Inventory of fauna and flora in the Hohe Tauern National Park in Austria

From 6th to 9th of august 2015 the 9th „Day of Biodiversity“ took place in the Untersulzbachtal in the Hohe Tauern National Park in Salzburg. About 60 scientists from Austria, Germany, Slowenia and Croatia spent those days in the various habitats of the Untersulzbachtal to track down as many animal-, plant- and fungus-species as possible. This yearly event to systematically capture the biodiversity of Austria’s biggest National Park is held in changing study areas in the three federal states of the park, Salzburg, Tyrol and Carinthia.

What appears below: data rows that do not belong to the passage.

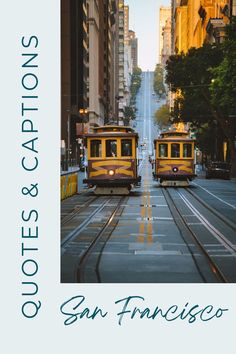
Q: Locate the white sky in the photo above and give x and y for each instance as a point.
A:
(144, 20)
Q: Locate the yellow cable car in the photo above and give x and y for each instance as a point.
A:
(175, 158)
(112, 159)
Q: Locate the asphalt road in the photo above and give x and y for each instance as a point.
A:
(172, 235)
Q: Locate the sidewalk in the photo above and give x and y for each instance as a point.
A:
(81, 175)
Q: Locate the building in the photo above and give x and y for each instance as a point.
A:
(166, 35)
(198, 21)
(121, 48)
(126, 24)
(164, 14)
(89, 71)
(74, 76)
(95, 106)
(133, 42)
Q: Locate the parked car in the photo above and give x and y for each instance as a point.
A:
(218, 169)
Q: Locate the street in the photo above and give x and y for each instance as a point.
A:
(154, 235)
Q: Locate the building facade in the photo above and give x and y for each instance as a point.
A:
(198, 21)
(166, 35)
(164, 14)
(90, 50)
(74, 76)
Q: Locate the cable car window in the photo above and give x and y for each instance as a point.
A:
(111, 148)
(126, 147)
(187, 150)
(96, 148)
(175, 150)
(163, 150)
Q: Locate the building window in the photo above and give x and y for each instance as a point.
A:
(96, 148)
(163, 150)
(111, 148)
(175, 150)
(126, 147)
(187, 150)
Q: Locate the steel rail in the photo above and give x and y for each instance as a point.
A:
(212, 229)
(180, 222)
(77, 210)
(212, 210)
(82, 226)
(83, 260)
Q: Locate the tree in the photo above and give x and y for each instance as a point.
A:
(135, 84)
(190, 76)
(223, 89)
(162, 116)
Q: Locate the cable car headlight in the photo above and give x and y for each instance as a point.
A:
(111, 172)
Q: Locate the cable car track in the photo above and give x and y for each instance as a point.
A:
(183, 227)
(88, 252)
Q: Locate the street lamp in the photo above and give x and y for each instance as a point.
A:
(68, 140)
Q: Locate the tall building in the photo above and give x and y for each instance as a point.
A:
(74, 76)
(198, 21)
(133, 42)
(126, 24)
(121, 87)
(164, 14)
(166, 34)
(95, 108)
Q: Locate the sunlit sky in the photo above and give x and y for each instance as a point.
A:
(144, 20)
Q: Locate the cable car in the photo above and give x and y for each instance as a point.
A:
(112, 159)
(174, 157)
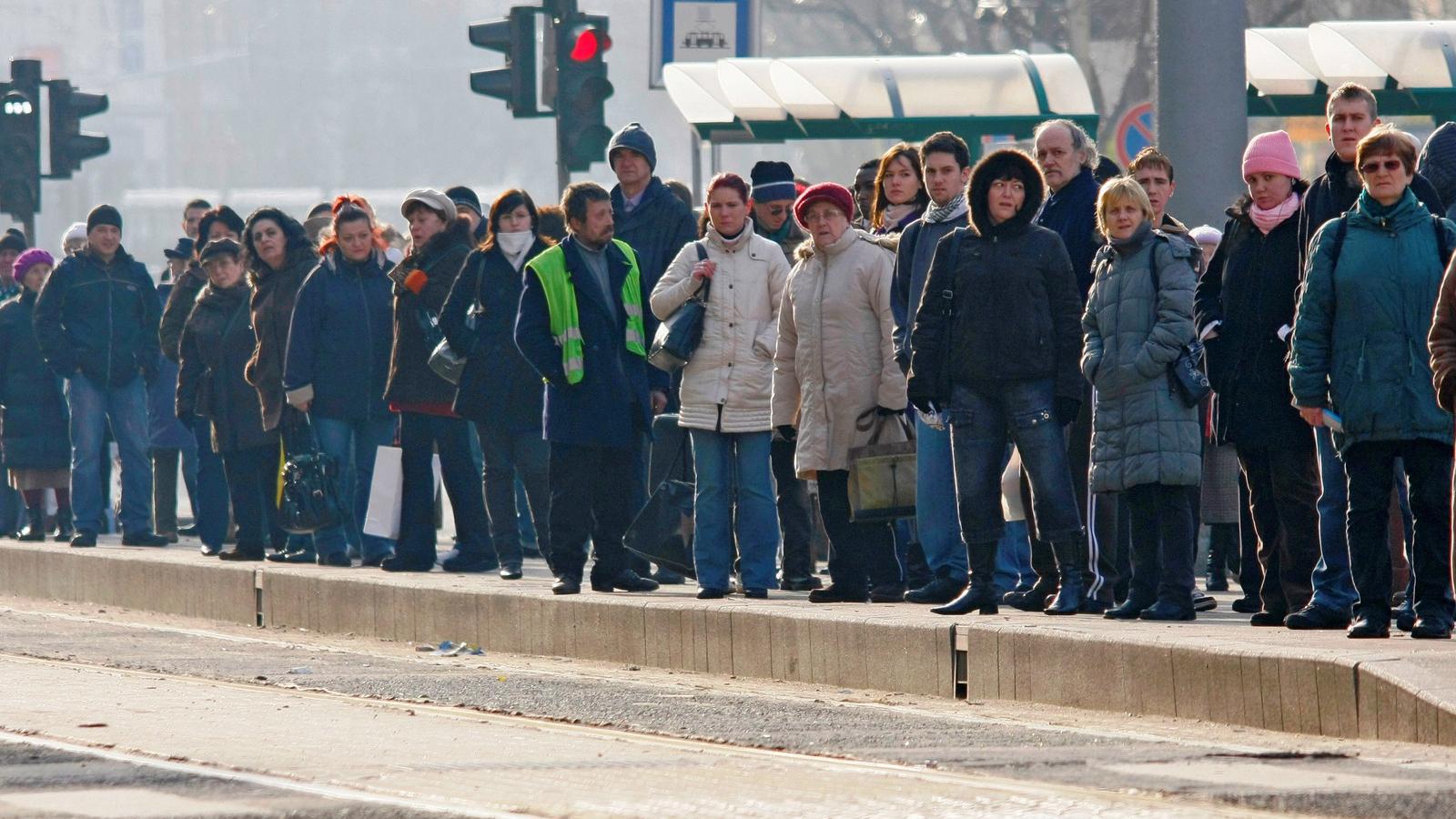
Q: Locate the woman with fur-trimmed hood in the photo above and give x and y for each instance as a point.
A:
(996, 344)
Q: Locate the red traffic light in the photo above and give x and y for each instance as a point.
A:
(589, 43)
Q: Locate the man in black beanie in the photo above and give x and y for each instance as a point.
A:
(96, 324)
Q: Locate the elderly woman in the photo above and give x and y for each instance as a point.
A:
(995, 344)
(725, 388)
(1360, 366)
(1245, 308)
(834, 369)
(1147, 440)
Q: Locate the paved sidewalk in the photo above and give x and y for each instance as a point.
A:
(1216, 668)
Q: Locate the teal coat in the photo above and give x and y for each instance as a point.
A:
(1361, 325)
(1142, 431)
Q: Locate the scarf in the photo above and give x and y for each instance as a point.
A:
(1270, 219)
(945, 213)
(516, 245)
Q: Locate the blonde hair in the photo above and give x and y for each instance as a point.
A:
(1116, 191)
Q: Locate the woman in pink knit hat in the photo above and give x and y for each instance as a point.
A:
(1245, 309)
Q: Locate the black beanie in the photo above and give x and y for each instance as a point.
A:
(102, 215)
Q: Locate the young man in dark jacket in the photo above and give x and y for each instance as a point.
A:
(96, 322)
(581, 327)
(946, 165)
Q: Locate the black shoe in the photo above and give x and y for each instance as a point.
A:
(1247, 603)
(1431, 629)
(939, 591)
(293, 557)
(1033, 599)
(887, 593)
(470, 562)
(397, 562)
(625, 581)
(1267, 618)
(1312, 617)
(1369, 627)
(836, 593)
(1164, 611)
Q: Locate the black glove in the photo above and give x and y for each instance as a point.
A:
(1067, 410)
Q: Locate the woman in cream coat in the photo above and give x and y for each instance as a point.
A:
(725, 389)
(834, 379)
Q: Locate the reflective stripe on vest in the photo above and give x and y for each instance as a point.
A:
(565, 322)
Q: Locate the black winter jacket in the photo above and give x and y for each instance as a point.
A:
(99, 319)
(1251, 286)
(499, 385)
(1016, 310)
(217, 341)
(36, 423)
(411, 380)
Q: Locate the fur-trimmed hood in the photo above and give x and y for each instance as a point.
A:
(1001, 165)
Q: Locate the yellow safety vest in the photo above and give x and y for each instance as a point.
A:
(565, 322)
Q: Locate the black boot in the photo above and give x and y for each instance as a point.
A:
(1070, 557)
(35, 525)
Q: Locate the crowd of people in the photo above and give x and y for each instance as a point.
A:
(1038, 322)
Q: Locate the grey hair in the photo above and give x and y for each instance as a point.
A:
(1081, 142)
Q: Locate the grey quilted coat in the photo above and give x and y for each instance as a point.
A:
(1142, 433)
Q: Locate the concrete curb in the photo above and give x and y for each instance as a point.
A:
(1216, 669)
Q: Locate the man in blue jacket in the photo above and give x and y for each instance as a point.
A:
(581, 327)
(96, 322)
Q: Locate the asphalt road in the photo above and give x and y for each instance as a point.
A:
(1016, 761)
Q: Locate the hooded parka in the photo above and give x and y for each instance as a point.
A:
(728, 382)
(836, 356)
(1142, 430)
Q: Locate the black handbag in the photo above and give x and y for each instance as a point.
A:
(677, 339)
(1187, 376)
(309, 499)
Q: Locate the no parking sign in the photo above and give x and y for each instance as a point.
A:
(1135, 131)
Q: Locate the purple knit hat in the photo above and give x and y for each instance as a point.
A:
(31, 258)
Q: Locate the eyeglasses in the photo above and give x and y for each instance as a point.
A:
(1388, 165)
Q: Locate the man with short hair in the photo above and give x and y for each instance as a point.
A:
(1350, 116)
(581, 327)
(945, 160)
(96, 324)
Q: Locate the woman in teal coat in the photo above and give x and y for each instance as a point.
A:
(1360, 365)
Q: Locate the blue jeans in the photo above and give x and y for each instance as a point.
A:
(1334, 588)
(982, 421)
(211, 508)
(353, 445)
(734, 497)
(935, 513)
(126, 409)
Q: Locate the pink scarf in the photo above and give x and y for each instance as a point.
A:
(1267, 220)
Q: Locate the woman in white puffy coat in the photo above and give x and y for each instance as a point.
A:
(727, 387)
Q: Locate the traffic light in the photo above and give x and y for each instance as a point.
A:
(581, 89)
(69, 146)
(516, 38)
(21, 140)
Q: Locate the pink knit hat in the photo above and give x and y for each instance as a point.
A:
(1271, 152)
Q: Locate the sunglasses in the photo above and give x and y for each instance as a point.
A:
(1390, 167)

Approximately 20 organismgroups, such as lichens, mosses, spiders, beatles, locusts, wild bees, snails, birds and amphibians have been investigated this year. An occurance of dragonflies in the valley could be prooved and more than 100 species of fungus were found only during this weekend. The butterfly experts were able to detect roughly 200 different species during their nightly expeditions. In particular worth to mention is the finding of the clouded Apollo (Parnassius mnemosyne), who occures just in very extensively farmed, fresh and clear forest edge areas, which offer the needed feed crop for their caterpillars. This europewide protected species was found in this region for the first time.

The mammal-scientists used and combined various methods to track down their mostly nocturnal research objects. With the assistance of live catch traps and nets as well as picture traps and ultrasonic-detectors it was possible to observe 16 species of small mammals and bats who are typical for the location. The recording of the used detectors could reveal even further findings.


Responsible person for nature protection in Salzburg debuty govenor Mrs. Astrid Rössler summarizes the first results and impressions of the event as an important initiative of the National Park’s management for the acquisition and documentation of biodiversity in Austria’s biggest protected area.

„Such organised focused inventories where various organismgroups are captured simultaneously make it possible to at least get an idea of the relevance of the National Park for the austrian and alpine flora and fauna and the importantance to protect those precious habitats“

says Mrs. Rössler.

Mr. Wolfgang Urban, director of the Hohe Tauern National Park Salzburg, explaines that all captured species of the Day of Biodiversity are going to be recorded in the biodiversity database of the National Park and the Haus der Natur once the identification work is finished. Since 2007 about 30 000 datasets were collected during the Days of Biodiversity which are used for current and future management and research tasks in the protected area.